Energie sparen: Die 5 besten Tipps für die Küche

Energie sparen: Die 5 besten Tipps für die Küche

In Zeiten wie diesen ist Energie sparen wichtiger denn je. Wir haben 5 Tipps, mit denen dies vor allem in der Küche gelingt.

Wussten Sie, dass die Küche rund 40 % des gesamten Strom-Budgets im Haushalt verschlingt? Eine ziemlich große Menge. Doch finden sich in der Küche mit Kühlschrank, Backofen, Geschirrspüler und zahlreichen Steckdosen eben auch die größten Energiefresser wieder. Aber keine Sorge. Mit nur wenigen Tricks können Sie den Strombedarf in der Küche sogar mehr als halbieren – und so eine Menge Strom sparen.  

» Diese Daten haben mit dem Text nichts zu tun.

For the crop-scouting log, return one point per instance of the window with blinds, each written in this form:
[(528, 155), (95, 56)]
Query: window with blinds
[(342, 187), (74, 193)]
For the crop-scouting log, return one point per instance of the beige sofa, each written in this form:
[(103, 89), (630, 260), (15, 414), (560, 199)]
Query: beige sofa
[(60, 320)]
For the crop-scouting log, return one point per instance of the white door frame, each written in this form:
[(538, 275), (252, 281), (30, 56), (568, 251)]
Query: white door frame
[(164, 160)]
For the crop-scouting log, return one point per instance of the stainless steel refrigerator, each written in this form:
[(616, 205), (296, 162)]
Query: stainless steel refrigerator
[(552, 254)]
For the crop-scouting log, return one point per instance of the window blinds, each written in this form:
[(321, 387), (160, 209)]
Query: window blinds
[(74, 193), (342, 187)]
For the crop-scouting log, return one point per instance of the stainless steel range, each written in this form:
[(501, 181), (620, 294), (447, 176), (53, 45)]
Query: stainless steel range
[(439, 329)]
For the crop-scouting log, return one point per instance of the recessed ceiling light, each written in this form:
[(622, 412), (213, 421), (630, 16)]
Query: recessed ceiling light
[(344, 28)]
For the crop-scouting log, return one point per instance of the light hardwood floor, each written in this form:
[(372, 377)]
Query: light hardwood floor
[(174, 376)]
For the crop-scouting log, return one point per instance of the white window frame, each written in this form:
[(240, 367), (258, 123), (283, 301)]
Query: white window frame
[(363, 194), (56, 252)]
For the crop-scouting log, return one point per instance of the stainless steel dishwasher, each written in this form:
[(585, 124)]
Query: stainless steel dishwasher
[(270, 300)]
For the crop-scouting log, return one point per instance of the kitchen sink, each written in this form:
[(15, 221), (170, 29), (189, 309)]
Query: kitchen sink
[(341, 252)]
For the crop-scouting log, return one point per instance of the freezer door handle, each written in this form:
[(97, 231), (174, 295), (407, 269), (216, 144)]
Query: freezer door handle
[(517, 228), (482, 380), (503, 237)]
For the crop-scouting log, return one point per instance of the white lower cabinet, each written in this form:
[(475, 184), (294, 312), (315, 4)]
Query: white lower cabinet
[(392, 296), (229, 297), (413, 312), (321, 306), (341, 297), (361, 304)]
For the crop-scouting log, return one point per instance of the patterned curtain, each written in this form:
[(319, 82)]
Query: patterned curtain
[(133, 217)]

5 Tipps, wie Sie in der Küche Strom sparen

1. Auf das Vorheizen verzichten

So gut wie jedes Rezept beginnt mit der Aufforderung, den Backofen vorzuheizen. Und das, obwohl ein Standard-Backofen in etwa 15 Minuten benötigt, um eine Temperatur von 180 °C zu erreichen – und dabei 8 Cent Strom verbraucht. Dabei ist das Vorheizen bei vielen Gerichten gar nicht nötig. Gerade Fertiggerichte wie Tiefkühlpizza & Co. gelingen ohne Vorheizen meist genauso gut. Vorheizen sollten Sie nur dann, wenn Lebensmittel von Anfang an eine große Hitze benötigen, um aufzugehen und kross zu werden.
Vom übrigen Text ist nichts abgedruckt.